15.Mar - 10.May 2025
11 - 14.Nov 2021
The Gallery Julian Sander is pleased to announce a very special exhibition in honor of the passing of Gerd Sander.
In 1940 Gerd Sander was born into a country at war. In the following four years Gerd Sander would experience the gradual and then very sudden destruction of his home town Cologne together with his mother Gertrude. In 1944 Trude would move with the young Gerd Sander to Gummersbach where they would remain until the end of the war. During this time Gerd’s father Gunther was a soldier who was drafted into the German regular army as were all young men who were physically able to fight. At the end of the war Gunther found himself in an American POW camp from which he was released in August of 1945.

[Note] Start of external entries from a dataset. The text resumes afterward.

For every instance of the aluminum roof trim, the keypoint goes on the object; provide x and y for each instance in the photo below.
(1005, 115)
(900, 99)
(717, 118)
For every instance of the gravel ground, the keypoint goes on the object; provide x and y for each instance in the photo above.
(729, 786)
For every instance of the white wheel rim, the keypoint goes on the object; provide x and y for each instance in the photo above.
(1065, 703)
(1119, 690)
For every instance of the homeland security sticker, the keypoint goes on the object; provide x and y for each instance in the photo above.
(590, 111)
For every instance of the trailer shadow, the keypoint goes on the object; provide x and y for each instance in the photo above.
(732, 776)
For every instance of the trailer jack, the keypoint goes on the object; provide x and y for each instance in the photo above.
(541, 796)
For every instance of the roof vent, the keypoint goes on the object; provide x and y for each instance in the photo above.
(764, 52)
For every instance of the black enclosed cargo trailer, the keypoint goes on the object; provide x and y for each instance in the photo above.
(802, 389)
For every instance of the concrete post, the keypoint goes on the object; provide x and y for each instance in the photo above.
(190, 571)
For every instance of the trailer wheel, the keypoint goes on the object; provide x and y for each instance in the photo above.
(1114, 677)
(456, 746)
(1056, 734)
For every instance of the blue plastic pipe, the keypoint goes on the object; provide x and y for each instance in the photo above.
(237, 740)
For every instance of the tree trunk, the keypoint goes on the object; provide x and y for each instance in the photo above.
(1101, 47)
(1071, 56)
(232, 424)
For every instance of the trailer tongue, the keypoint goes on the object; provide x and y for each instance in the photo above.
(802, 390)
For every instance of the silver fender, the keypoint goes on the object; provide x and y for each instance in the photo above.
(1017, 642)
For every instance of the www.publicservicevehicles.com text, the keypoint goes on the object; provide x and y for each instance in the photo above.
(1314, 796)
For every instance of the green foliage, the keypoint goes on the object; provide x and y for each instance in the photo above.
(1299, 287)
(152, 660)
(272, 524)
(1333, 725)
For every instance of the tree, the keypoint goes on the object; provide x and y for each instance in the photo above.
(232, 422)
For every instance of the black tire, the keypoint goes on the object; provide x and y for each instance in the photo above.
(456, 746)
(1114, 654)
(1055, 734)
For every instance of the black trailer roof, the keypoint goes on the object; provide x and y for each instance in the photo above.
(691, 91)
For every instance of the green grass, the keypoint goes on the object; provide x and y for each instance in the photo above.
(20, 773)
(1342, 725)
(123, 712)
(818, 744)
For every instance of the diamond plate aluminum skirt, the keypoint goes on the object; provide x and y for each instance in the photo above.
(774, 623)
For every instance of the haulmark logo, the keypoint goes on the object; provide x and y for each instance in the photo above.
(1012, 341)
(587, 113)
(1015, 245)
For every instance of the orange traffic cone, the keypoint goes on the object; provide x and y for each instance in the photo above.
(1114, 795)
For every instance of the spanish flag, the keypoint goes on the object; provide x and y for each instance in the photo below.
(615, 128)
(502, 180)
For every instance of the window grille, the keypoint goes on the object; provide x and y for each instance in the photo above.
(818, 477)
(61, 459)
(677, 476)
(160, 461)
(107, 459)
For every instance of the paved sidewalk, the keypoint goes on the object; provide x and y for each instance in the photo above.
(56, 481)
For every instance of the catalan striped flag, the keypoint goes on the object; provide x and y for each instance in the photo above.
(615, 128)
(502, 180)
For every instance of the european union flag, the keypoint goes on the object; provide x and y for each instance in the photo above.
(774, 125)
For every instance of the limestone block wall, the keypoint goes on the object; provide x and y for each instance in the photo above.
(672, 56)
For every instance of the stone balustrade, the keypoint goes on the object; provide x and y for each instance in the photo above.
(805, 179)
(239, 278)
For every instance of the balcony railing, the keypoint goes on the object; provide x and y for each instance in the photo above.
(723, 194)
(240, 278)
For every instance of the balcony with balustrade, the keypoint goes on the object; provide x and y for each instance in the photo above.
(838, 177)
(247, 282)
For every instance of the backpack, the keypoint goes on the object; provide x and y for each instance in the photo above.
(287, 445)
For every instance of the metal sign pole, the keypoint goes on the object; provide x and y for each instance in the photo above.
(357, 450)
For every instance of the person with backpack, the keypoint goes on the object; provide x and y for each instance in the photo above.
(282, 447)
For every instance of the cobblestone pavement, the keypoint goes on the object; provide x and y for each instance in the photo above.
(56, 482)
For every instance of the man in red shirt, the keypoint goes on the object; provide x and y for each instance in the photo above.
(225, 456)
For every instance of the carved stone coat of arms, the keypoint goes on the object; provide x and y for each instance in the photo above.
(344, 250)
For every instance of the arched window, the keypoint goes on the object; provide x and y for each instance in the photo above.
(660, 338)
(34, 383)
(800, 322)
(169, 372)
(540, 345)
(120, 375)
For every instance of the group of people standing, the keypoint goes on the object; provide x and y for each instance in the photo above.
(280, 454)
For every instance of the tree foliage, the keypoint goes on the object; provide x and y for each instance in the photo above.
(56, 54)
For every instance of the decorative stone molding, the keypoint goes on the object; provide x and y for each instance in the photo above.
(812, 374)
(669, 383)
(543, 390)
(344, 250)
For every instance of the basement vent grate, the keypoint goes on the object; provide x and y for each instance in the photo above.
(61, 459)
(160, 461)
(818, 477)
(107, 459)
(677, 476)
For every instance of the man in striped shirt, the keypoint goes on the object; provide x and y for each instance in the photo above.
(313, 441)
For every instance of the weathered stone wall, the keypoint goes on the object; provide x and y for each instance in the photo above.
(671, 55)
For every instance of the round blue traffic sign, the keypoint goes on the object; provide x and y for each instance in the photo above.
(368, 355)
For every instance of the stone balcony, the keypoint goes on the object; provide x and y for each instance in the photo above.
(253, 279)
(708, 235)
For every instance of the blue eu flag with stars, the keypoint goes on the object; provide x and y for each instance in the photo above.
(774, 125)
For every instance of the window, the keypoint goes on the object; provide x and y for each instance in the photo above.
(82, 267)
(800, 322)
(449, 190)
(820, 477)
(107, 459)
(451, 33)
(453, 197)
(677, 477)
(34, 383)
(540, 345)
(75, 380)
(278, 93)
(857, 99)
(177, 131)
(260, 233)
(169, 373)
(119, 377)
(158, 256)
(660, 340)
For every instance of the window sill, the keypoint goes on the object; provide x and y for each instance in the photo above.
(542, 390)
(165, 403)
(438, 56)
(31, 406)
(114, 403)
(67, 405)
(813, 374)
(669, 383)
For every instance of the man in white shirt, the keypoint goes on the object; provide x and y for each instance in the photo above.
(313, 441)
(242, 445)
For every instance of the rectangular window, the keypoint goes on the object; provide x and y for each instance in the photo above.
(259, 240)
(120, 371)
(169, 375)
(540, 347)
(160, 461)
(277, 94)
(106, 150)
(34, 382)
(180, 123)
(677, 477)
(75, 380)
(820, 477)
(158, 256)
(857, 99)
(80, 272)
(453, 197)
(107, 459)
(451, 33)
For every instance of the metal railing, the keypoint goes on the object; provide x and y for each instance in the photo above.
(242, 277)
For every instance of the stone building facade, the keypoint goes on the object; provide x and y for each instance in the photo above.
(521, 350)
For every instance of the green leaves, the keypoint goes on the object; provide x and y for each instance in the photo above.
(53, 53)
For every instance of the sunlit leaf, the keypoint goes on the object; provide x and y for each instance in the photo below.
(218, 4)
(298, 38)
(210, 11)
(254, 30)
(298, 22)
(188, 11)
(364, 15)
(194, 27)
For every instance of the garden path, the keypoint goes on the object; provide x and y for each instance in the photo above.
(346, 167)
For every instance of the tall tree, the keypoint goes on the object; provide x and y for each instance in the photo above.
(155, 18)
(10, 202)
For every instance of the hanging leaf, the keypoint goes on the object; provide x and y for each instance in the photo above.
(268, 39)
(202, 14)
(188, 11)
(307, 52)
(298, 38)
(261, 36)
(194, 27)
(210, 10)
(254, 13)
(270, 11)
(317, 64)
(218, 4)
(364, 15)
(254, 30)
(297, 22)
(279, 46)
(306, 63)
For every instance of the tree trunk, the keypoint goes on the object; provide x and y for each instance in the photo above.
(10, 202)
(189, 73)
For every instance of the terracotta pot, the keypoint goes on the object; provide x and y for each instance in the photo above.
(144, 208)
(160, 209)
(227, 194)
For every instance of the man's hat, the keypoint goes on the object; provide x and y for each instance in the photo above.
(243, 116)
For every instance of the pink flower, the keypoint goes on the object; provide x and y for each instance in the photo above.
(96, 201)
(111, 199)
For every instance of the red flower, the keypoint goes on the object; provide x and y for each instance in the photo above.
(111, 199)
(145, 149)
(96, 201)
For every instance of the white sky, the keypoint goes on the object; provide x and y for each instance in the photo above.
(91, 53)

Gunther returned to his wife and son to help rebuild what was left of their lives in Cologne. In the fall of 1945 Gunther brought his only son Gerd to his parent’s house in the Westerwald. This is where Gerd would begin his journey of visual discovery. August Sander had managed to save a small portion of his work and his library from the bombings of Cologne. As Gerd could not read at age 5 he would spend time looking through the pictures in the books that August had salvaged. Among them was, of course, Antlitz der Zeit.
August, with his never-ending passion for his work, introduced Gerd to the camera, and the dark room. More importantly he took his grandson with him to photograph. This is where Gerd Sander had his first lessons in seeing and finally reading photographs, and all art for that matter. The curiosity that grew in him through the early engagement with August Sanders mind and eye has remained a primal part of Gerd Sanders activities throughout his career as a photographer, a gallerist, an archivist, a historian, a curator and most importantly as a collector.
The international museum world is indebted to Gerd Sander for his engagement and his lifelong dedication specifically to photography as an art form. Most importantly he built the collection of his grandfather’s work which would become the August Sander Archive which he founded in 1984 in New York City.